Diese Übungen sind fast nie meine persönlichen Erfindungen sondern sind auf meinem Entwicklungsweg so nach und nach auf verschiedensten Wegen zu mir gekommen.

 

Dann habe ich sie ausprobiert, teilweise abgeändert und (zeitweise) praktiziert. Die ich für gut befunden habe werde ich weitergeben. Gut ist wenn du regelmäßig übst und gleichzeitig nicht zu streng mit dir selbst bist, denn wenn Freude fehlt lässt es sich schlecht visualisieren. Mache dann vielleicht lieber eine Pause oder probiere etwas anderes aus und greife es später wieder auf.
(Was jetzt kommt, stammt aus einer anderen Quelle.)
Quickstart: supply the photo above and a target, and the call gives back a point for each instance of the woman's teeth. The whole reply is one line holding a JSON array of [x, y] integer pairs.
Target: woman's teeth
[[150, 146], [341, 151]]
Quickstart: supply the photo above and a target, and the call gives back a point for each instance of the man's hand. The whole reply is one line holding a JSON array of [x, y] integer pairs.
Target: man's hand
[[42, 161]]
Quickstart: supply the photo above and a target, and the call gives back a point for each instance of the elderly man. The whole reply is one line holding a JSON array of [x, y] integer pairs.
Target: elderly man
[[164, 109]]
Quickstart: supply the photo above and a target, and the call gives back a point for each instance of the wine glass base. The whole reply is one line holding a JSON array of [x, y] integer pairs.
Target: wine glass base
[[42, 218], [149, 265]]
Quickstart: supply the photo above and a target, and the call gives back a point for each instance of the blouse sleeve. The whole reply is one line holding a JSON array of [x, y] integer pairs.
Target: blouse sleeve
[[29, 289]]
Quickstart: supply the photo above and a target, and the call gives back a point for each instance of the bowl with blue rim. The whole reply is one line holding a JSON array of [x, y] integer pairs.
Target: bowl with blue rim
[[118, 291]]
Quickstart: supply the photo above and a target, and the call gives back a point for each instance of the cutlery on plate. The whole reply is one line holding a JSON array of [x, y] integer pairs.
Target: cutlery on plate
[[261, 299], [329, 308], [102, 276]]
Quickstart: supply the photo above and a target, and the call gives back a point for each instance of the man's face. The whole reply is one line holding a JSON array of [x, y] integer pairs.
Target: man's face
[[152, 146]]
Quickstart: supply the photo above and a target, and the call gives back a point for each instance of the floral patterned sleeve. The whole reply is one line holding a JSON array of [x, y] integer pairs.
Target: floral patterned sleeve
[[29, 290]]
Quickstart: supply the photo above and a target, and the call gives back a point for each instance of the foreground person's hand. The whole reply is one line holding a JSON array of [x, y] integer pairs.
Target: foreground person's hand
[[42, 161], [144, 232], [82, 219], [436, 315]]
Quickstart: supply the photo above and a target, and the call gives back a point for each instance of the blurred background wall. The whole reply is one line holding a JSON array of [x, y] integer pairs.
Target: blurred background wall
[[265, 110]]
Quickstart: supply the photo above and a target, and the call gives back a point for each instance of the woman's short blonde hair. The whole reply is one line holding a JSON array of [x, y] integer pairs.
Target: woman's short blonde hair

Wichtig ist in jedem Fall, dich selbst NICHT zu verurteilen  wenn etwas nicht klappt oder du einfach gerade keine Kraft aufbringen kannst.

 

Wenn wir neue Dinge in unseren Alltag integrieren wollen braucht es zu Beginn vielleicht ein wenig Überwindung zur Regelmäßigkeit. Dabei hat sich ein Zeitraum von 21 Tagen als erfolgreich erwiesen, da sie sich in unsere Energiefeld integriert haben und danach jederzeit abrufbar sind bei Bedarf und nicht mehr täglich praktiziert werden müssen. Halte also durch, wenn du dich entscheidest mit dem Üben zu beginnen und wähle vielleicht anfangs weniger und dafür regelmäßig. Ich wünsche dir viel Erfolg damit.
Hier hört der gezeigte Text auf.